For Your Eyes Only: Authentication using OAuth 2.0

December 27, 2021

How can we allow third-party apps to read our inbox without allowing them to send DMs on our behalf? How do we log-in using Google? What is OAuth and how does it work? These are some of the questions I will tackle in this post.

This post is divided into two parts. First, I discuss the basics of OAuth 2.0 Authorization Framework (hereinafter, ‘OAuth’). Next, I talk about how I built a simple app, using Google’s OAuth framework.

Before moving ahead, here’s a confession: much of the first part of this post has been written by reading the Internet Engineering Task Force’s (IETF) RFC No. 6749.

Part I: Understanding OAuth

Problem with traditional all-access approach

Traditionally, if a third-party application needed to request a protected resource from a server (e.g. the inbox of a user), it would need to provide the authentication credentials of the owner of that resource(i.e., the user). In other words, if a user wants to grant access to a third-party service provider (like an application that summarises new mails from your inbox), to their protected resources stored in a server (say, their Gmail inbox), the user would have to share their authentication credentials (i.e., their Gmail username and password) with the third-party application. This is inconvenient because:

We need to trust the third-party application with our credentials (we know how storing passwords can be a tricky business)
We cannot prevent the third-party application from mis-using their access (say, by maliciously sending spam mails to the user’s contacts)
We cannot prevent the third-party application from using their access beyond a period of time (or more than once)
Revoking access to a single third-party application is also a hassle: we cannot revoke access to one application without revoking access to all other third-party applications.

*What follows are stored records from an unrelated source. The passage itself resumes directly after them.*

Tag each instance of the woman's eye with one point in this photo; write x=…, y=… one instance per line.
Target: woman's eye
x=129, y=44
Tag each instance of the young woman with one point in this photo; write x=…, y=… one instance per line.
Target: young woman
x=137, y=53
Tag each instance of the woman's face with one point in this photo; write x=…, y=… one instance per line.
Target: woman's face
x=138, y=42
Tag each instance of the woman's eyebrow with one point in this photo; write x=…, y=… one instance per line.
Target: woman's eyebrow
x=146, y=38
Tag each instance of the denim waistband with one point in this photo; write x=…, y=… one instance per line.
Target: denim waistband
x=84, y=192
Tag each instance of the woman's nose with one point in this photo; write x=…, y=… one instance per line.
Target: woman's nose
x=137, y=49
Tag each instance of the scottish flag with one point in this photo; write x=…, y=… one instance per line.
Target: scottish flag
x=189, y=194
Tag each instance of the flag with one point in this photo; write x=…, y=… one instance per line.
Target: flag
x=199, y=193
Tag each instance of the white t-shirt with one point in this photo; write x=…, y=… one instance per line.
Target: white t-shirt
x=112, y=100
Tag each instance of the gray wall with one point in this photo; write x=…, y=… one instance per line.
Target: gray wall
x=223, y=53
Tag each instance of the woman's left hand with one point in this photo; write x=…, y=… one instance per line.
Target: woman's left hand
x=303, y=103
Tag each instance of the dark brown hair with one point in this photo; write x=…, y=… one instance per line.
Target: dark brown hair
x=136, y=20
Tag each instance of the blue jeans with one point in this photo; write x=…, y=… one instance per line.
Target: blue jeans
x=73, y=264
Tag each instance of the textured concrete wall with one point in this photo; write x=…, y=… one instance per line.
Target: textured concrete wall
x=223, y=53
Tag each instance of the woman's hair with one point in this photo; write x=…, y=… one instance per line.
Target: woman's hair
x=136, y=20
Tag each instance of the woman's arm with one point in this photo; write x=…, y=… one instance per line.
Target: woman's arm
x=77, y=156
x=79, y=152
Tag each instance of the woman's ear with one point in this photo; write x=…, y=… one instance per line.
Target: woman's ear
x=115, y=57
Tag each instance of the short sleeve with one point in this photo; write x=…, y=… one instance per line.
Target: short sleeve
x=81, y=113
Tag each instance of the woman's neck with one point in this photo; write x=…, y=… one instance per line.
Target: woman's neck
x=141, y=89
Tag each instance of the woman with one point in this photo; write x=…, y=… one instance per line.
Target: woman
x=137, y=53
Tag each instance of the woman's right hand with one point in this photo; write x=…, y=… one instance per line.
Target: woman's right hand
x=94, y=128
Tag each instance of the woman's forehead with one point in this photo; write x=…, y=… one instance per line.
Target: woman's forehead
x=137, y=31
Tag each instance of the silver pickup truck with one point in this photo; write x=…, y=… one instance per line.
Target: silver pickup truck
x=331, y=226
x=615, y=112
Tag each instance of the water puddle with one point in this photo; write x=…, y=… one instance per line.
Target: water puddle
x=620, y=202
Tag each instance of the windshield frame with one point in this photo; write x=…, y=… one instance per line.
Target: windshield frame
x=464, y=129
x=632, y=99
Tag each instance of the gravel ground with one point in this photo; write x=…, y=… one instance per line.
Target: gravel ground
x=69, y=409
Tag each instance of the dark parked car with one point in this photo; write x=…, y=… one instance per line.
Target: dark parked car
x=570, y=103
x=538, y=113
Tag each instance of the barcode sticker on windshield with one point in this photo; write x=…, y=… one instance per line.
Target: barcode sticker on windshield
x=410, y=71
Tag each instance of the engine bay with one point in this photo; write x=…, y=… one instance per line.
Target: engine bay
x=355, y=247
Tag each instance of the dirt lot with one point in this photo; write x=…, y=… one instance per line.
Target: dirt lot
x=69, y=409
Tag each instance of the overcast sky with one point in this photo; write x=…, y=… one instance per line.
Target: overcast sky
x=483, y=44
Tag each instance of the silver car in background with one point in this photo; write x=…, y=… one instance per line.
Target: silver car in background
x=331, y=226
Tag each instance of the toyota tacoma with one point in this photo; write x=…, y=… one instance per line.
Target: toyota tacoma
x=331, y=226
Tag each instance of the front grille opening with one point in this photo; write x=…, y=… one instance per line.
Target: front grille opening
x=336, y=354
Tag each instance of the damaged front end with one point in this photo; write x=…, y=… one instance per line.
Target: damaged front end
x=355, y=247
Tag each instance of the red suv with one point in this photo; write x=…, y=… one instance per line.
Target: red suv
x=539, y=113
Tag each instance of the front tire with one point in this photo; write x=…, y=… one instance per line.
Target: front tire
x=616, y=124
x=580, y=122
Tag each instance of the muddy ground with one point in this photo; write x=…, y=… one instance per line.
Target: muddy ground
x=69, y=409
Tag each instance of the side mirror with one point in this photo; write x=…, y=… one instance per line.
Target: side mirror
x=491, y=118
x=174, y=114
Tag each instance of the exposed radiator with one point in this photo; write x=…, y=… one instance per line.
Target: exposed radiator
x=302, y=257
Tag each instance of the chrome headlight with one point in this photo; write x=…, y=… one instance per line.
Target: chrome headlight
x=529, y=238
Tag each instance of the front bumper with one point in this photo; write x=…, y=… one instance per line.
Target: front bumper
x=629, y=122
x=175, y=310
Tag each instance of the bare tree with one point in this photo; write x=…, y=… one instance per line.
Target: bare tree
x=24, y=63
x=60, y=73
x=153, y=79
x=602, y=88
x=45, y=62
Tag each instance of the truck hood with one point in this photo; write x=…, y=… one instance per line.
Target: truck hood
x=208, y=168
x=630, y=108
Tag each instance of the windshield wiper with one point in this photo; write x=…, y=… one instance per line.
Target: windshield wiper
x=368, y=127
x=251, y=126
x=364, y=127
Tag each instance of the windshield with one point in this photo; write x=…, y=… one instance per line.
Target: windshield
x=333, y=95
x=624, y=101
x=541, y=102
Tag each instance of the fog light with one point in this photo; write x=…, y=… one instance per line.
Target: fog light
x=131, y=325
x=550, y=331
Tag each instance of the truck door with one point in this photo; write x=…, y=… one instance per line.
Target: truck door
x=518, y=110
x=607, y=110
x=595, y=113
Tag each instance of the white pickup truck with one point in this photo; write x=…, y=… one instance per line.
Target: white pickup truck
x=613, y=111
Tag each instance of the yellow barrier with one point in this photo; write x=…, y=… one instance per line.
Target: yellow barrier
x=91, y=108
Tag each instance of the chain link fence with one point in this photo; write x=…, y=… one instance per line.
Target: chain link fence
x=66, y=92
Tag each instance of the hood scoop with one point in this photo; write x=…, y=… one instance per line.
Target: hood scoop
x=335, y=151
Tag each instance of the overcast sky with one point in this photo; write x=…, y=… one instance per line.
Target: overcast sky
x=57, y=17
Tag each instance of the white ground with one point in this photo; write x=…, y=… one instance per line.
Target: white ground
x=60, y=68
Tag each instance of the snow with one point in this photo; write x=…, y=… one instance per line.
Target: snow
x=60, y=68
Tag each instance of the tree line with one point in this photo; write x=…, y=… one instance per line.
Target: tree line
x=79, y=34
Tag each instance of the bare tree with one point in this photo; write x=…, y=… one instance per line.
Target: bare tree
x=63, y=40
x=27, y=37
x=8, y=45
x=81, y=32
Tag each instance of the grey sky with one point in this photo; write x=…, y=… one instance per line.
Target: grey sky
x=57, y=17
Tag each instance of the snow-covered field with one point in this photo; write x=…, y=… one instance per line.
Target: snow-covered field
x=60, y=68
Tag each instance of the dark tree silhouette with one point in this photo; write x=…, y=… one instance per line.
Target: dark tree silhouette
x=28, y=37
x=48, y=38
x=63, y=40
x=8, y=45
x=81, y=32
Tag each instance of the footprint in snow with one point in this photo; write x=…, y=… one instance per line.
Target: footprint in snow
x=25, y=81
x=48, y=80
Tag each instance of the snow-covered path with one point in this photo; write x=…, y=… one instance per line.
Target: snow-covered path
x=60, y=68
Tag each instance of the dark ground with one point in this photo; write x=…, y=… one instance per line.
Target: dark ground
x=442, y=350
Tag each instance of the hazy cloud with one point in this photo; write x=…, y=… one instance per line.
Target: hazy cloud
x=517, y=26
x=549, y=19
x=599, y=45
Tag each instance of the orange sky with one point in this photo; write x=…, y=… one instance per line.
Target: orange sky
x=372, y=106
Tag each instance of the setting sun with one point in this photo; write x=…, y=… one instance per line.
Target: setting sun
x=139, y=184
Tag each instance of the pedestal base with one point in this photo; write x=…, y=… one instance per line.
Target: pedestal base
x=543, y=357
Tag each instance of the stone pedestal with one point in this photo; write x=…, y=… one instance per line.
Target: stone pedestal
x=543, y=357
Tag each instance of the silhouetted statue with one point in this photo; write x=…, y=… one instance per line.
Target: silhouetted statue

OAuth: A More Secure Way to Grant Access

OAuth addresses the above problems by introducing an authorization layer and separating the third-party service provider from the resource owner (i.e. the user).

OAuth is an open standard that allows resource owners (i.e. users) to securely grant third-parties access to their resources stored in a server. Instead of obtaining the user’s credentials, OAuth ensures that third-party applications obtain access tokens from the server.

An access token is a “string denoting a specific scope, lifetime, and other access attributes”. A third-party application has to first obtain an access token from an ‘authorization server’, after the resource owner provides their consent. This access token can be used to gain access to the specific resources of the user (subject to other restrictions, such as duration of access) that are actually needed by the third-party to provide their service. In the above example, the user will grant the mail-summarizing application access to read their recent mails from their Gmail account (and no more), by relying on the issuance of access tokens.

Key Players in OAuth

Before moving forward, it is important to note the important players in this authentication-authorization-access matrix:

Resource Owner: This is the resource owner (or, user), who owns the protected resource and can grant access to it.
Resource Server: The server actually hosting the protected resource
Client: The third-party application which wants to gain access to a protected resource(s) of the resource owner
Authorization Server: The server in charge of granting the client access tokens, after authenticating the resource owner and their authorization.

Authentication (AuthN) vs Authorization (AuthZ)

Authentication refers to the validation the identity of a user, i.e., whether users are who they claim to be. Authorization refers to the process of verifying what a user is permitted to have access to, i.e., what users can and cannot access. OAuth is an authorization framework; how authentication is done is not a part of its scope.

Key Steps

Essentially, OAuth involves four steps:

Grant of authorization: The client app requests authorization from the resource owner (i.e., consent to gain access to their protected resource). The client app receives an authorization grant from the resource owner. Technically, the resource owner can grant the authorization themselves. But it is more secure (and therefore, ideal) if the grant of authorization is done via the authorization server. However, note that, the process of how the authroization server authenticates the resource owner (to generate the authorization grant) is outside the scope of OAuth framework. To quote the RFC:

The authorization server MUST first verify the identity of the resource owner. The way in which the authorization server authenticates the resource owner (e.g., username and password login, session cookies) is beyond the scope of this specification.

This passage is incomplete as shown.